Linux does support Secure Boot and TPM. That part isn’t up for debate. It’s been a thing for years, and plenty of distros already ship signed bootloaders, support TPM 2.0, disk encryption, measured boot, all of that. The problem isn’t that Linux “can’t do it” — it’s that Linux doesn’t just hand full kernel control to third-party anti-cheat software by default. That’s a conscious design choice, not laziness or a lack of capability.
Also, Secure Boot and TPM don’t stop most cheating anyway. They only protect the boot process. Most modern cheats happen after the system has already started — memory manipulation, external hardware, DMA devices, VM tricks, logic exploits, you name it. Windows games that require Secure Boot, TPM, and kernel anti-cheat still have tons of cheaters, so clearly this isn’t the magic fix it’s being sold as.
Your “it only took me an hour to enable TPM” story is kind of beside the point too. Nobody is arguing that turning it on is hard. The issue is EA choosing an anti-cheat approach that’s deeply tied to Windows internals instead of using solutions that already work cross-platform. Games are doing this right now — including competitive shooters — and they’re not collapsing under cheaters because of it.
And blaming Linux devs for being “lazy” just doesn’t hold up. Linux is open by design.
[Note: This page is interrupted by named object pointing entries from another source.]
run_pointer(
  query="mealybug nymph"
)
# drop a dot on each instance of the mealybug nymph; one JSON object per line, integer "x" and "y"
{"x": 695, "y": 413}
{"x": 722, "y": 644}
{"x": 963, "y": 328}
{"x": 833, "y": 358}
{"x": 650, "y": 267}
Users control their machines. That’s the whole point. A single universal key controlled by publishers or anti-cheat vendors wouldn’t be “more secure,” it’d be a massive downgrade in trust and user ownership. The flexibility you’re calling a flaw is literally why Linux is trusted in servers, infrastructure, and security-critical systems.
At the end of the day, EA didn’t “have no choice.” They made a choice. It’s a business and tooling decision — one that favors Windows and kernel-level enforcement because it’s easier for them, not because Linux is incapable or unsafe. Calling that inevitability doesn’t make it true.
So yeah, cheating sucks and devs should fight it — but pretending this is all Linux’s fault just doesn’t line up with how the tech actually works.
Great summary of the finer points in the unfortunate decisions made that affect BF6. It's why I'm still looking for a competitive shooter that'll work on Linux.